3. You learned to knit at age 35, when the divorce became final and you didn't want to fill the emptiness with cats. You can afford fancy yarn, so mostly focus on garter stitch shawls that gradually change colour as they grow vertically. You're a Samantha.

4. You learned to knit at age 48, when you recovered from the flu, discovered you'd inadvertently quit smoking, and tried to keep your hands busy by doing jigsaw puzzles until it dawned on you they were a complete waste of time. Trying to think of a productive hobby, you chose knitting, because it seemed practically impossible (straight sticks, no hook) and yet even blind grandmothers could do it, so why not you? You're a Carrie.

I'm a Carrie! What were you?

On the day I decided to knit, I had also purchased a bird feeder, so to counterbalance it all I signed up for Parkour lessons (the urban sport of jumping over things that are in your way). Today, the Parkour lessons (and the bruises, and the concussion) are a distant memory, and the bird feeder is long gone (birds eat, then poop, and the husband was okay with the first activity but not the second), but the knitting is still going strong.

I went to my local yarn shop (shout out to Three Bags Full in Vancouver) and they got me set up with some Worsted yarn, two appropriate straight needles, the first Stitch & Bitch book, and a small leather purse which I filled with notions. I then went home, fired up, and learned to knit (but not quite to purl).

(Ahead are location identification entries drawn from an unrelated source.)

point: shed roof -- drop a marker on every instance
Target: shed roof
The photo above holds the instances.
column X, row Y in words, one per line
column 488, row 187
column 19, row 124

So long as I kept to the knit stitch, great happiness! But when I tried the purl stitch, tragedy. I was instructed that when I knit, I should keep the yarn at the back, but when I purled, I should keep the yarn in front.

Quite reasonably, I argued (with myself, as no one else was there) that my yarn was neither in front nor back, but basically off to the right. I experimented with moving the yarn forward and back as instructed, but it seemed liked, according to the laws of physics, this would not change my knitting at all.

YARN AT BACK, and YARN AT FRONT ... notice the non-existent difference:

So every time I tried any attractive stitch pattern that combined knits and purls (i.e. All the Stitch Patterns other than garter) I ended up with yarnovers* each time I began a new purl section, and as a new knitter it wasn't clear to me these were yarnovers at all (what's a yarn over? heck if I know, I just started knitting fifteen minutes ago.)

I grabbed a beginner's knitting course while out-of-town at another course (shout out to KnitPurl in Portland!), and yes, I'm the kind of person who takes a course in their spare time from taking a course, but that's as far as I'll go. They quickly noticed that my maneuver of moving the ball of yarn slightly forward when purling was not accomplishing the desired effect. It was explained that I had to move the working yarn between my needles and in front of the right-hand needle. Hurrah! Success at last.

I've never looked back.


GGN Norwegian Ski Sweater (the first inch of stockinette after the initial ribbing)

Persian Dreams Blanket (row 17 of the second hexagon)

Feather Duster Lace Shawl (I'm repeating, for the first time, the body section)

A Church Mouse sock (prior to heel)

World's Simplest Mittens (prior to thumb)

*yarnover = an extra loop, workable as a new stitch, created when doing a knit stitch with yarn in front, or a purl stitch with yarn in back. Intentionally desired for lace knitting, for example, as they create decorative holes which are then balanced stitch-count-wise by knitting two together.